John Lobb archives

Inside John Lobb: The Art of Bespoke and Ready-to-Wear Luxury Shoes

By Kristina Moskalenko

John Lobb is the epitome of British shoemaking tradition — a name that conjures oak-panelled workshops, the scent of polished leather, and the timeless elegance of craftsmanship passed down through generations. Yet since 1976, this most quintessentially English house has carried a French passport too. Acquired by the Hermès Group, John Lobb now operates not only from its storied Northampton factory but also from a Paris atelier, where bespoke shoes are sculpted to a client’s precise measurements. The marriage of British heritage and French finesse could have spelled disaster for such a venerable name, but Hermès managed the balancing act with rare sensitivity. By 1982, the brand had achieved the unthinkable: it retained its centuries-old bespoke mastery while launching a ready-to-wear line — a collection that allowed Northampton craftsmen to produce up to 600 pairs a week without ever compromising on the legendary attention to detail.

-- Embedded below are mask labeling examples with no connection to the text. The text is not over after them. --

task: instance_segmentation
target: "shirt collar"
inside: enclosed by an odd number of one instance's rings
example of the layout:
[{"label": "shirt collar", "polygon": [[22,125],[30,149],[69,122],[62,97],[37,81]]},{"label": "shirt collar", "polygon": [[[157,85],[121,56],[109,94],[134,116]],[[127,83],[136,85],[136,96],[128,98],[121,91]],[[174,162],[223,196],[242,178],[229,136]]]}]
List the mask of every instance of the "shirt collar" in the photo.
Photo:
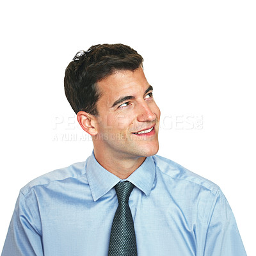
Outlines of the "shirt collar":
[{"label": "shirt collar", "polygon": [[156,176],[156,166],[152,157],[147,157],[143,164],[125,180],[122,180],[104,168],[96,160],[93,152],[87,159],[86,168],[87,179],[95,202],[120,180],[130,181],[148,196]]}]

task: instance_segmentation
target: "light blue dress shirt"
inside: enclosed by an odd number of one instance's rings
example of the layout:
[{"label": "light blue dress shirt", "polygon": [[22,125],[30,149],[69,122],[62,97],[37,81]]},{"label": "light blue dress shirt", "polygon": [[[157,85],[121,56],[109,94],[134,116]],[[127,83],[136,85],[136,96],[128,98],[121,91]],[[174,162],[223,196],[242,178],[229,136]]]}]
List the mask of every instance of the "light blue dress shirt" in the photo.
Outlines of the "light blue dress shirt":
[{"label": "light blue dress shirt", "polygon": [[[127,179],[138,256],[244,256],[220,188],[177,163],[147,157]],[[120,179],[93,154],[20,190],[2,256],[107,256]]]}]

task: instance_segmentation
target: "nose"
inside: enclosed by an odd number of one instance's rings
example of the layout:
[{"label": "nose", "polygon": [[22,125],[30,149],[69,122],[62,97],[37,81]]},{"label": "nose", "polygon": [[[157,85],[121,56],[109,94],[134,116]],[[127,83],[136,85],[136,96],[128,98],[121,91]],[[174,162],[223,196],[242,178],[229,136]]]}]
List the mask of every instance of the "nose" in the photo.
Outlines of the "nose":
[{"label": "nose", "polygon": [[138,106],[138,120],[139,122],[152,122],[156,118],[156,115],[146,102]]}]

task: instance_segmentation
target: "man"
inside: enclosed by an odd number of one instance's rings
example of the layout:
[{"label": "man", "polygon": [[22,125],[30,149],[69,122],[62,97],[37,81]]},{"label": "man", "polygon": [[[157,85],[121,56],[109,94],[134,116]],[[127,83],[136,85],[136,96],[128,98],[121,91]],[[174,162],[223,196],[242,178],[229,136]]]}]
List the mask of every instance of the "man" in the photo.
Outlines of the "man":
[{"label": "man", "polygon": [[3,256],[246,255],[220,188],[156,156],[160,111],[142,62],[104,44],[69,64],[65,93],[93,152],[20,190]]}]

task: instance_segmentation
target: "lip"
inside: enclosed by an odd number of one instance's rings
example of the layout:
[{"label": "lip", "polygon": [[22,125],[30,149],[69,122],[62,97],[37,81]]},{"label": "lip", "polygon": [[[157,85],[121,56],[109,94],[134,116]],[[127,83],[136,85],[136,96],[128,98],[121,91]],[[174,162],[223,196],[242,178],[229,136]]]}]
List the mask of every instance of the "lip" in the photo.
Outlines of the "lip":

In 2014, the house appointed Paula Gerbase as creative director. “I thought I would be designing shoes for City workers,” she recalls, “but I soon realised John Lobb isn’t about chasing trends or elegance for its own sake. It’s about shoes that endure, that move with life over decades. At its heart, this is a brand about motion, craft, and timeless design.”

Paula Gerbas, Creative Director of John Lobb – Luxury Bespoke Footwear / Photo: John Lobb
Paula Gerbase, Creative Director of John Lobb – Luxury Bespoke Footwear / Photo: John Lobb

For Paula Gerbase, design is secondary to process. “I focus on the technology of shoemaking,” she explains. “We’ve developed methods to use new materials and make leather lighter, without compromising strength. My goal is to create shoes that ‘absorb’ a person’s journey—shoes that can be passed from father to son.”

This is also why Gerbase loves visiting the Northampton factory, where the atmosphere is quiet and purposeful. Every technical specification for every model ever made is carefully archived. That means, first, a client can request the same pair even 20 years later and have it recreated; and second, it means that every John Lobb shoe can be repaired—sometimes decades after it was first made.

It is from this deep well of tradition that the ready-to-wear line was born. Each pair still passes through 190 painstaking steps, every movement refined over generations, proving that modernity at John Lobb is simply heritage, distilled and multiplied. Some stitches are still sewn with boar bristles twisted with thread, ensuring the hole does not widen beyond the bristle’s thickness. Every detail is measured, tested, and perfected—proof that John Lobb isn’t just footwear, but a lifetime investment in craft.

John Lobb – Handcrafted Shoe Production Since 1982
John Lobb – Handcrafted Shoe Production Since 1982

Another crucial element is the leather. Every hide used by John Lobb comes from young animals aged six to twelve months. “With modern farming methods and warmer winters, skins increasingly show stretch marks or veins,” the factory explains. “Finding flawless leather has become progressively harder. Many suppliers conceal imperfections with sanding, dyes, prints, or chemicals. Our agreements with trusted suppliers—mainly in France, Germany, and Austria—allow us to select hides before any treatment. Even from the best sources, we often purchase only half a batch.”

The factory also uses a vintage stretching machine, allowing craftsmen to inspect the leather meticulously for defects. “And then we cut shoe components only from the finest parts of the hide,” they add. “From a single bullhide, we might make up to four pairs of shoes—but sometimes only one. We never mix hides from different animals for a single pair.”

John Lobb – Awaiting Custom Hand-Fitted Sole Adjustment
John Lobb – Awaiting Custom Hand-Fitted Sole Adjustment
John Lobb – Hand-Fitting the Sole in Progress
John Lobb – Hand-Fitting the Sole in Progress

Ultimately, John Lobb craftsmen use only around 65% of the leather they purchase. Hermès, however, has implemented a programme to ensure the remainder benefits other local businesses, while scraps from all its workshops are recycled to create packaging.

Another surprising detail: the cork sole. Finely ground cork, blended with a special adhesive, is applied to the inner sole with a spatula, much like chocolate spread on toast. “Cork is a living material; it breathes,” explains the factory’s cork specialist. “It resists bacterial growth and prevents odours. Over time, the sole moulds to the wearer’s foot for a perfect, personalised fit.”

ohn Lobb Northampton Factory – Exterior Unchanged Since Brand’s Founding
ohn Lobb Northampton Factory – Exterior Unchanged Since Brand’s Founding

And finally, the production itself is entirely manual. Stitching just one inch by hand takes two and a half hours—but the result is the most beautiful seam imaginable. Don’t believe it? Ask a surgeon.